Feeling Tired, No Libido Overall Sense of Fatigue? Don't Assume Your Symptoms Are a Normal Part of Aging
Posted By: Dr. Gary Bellman on March 23, 2018
Distinguishing symptoms of low testosterone from symptoms of some chronic illnesses can be difficult. Feeling tired, loss of interest in sex, difficulty maintaining an erection, lack of energy, and mood changes all may be signs of many different issues. That is why it is important to see a specialist.
Research suggests that 1 in 4 men over 30 have low testosterone. Some of this is a result of natural aging, but much of it may be due to other causes as well. Signs of testosterone deficiency such as anemia, osteoporosis, and changes in body composition are also associated with aging. Often low testosterone is overlooked as a cause of these signs or symptoms when patients present with other medical conditions.

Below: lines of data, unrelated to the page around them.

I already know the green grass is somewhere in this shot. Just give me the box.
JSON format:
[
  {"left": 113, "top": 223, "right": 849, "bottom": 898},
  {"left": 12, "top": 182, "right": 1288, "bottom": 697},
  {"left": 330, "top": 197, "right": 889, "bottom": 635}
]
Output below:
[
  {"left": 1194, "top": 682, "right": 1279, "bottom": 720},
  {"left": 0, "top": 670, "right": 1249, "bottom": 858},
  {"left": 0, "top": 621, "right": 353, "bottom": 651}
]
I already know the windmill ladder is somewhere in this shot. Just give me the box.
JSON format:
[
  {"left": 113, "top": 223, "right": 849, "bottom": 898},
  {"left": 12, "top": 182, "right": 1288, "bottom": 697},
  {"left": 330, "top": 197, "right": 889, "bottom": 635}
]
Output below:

Aging: Normal decreases in testosterone levels are seen in the aging male and may or may not be associated with symptoms. It’s normal for men to have less interest in sex as they get older and to have fewer spontaneous erections, but it’s not normal for older men to have no interest in sex. Low testosterone is considered a level of less than 300 nanograms per deciliter (ng/dL); however, levels vary with age. If you are an older man with symptoms of low testosterone due to aging, asking about the risks and benefits of testosterone treatment may be beneficial.
Depression: Low testosterone and depression share many of the same symptoms. Both low testosterone and depression can cause decreased sex drive, sadness, difficulty concentrating, fatigue, lack of energy, and loss of interest in normal activities. Low testosterone can be a cause of depression in some men. Thyroid disease: Thyroid disease is more common in women than men, but men with thyroid disease may have many symptoms that are similar to low testosterone, including difficulty maintaining an erection, fatigue, irritability, and muscle weakness.
Type 2 diabetes: Type 2 diabetes and low testosterone commonly occur together in men over the age of 45. It is not clear if one causes the other, but symptoms can often overlap. If you have type 2 diabetes, you should be aware of the increased risk for low testosterone, especially if you have symptoms of decreased sex drive.
Damage to the testicles: Testicular torsion, trauma, infections of the testicles, and treatment of testicular cancer can also be causes of low testosterone.
Drugs: Some studies have shown that long-term use of marijuana can cause decreased interest in sex and may lower testosterone levels. Additionally, chronic opiate use frequently causes low testosterone.
Getting an Accurate Diagnosis
Finding the cause of your particular symptoms, whether it’s low testosterone or something else, can be difficult. It is important to get an accurate diagnosis from a specialist who treats low testosterone.
At Southern California Urology Institute, a blood test is ordered for an accurate & reliable source to measure levels. If your testosterone level is normal, Dr. Bellman will look for other causes of your symptoms.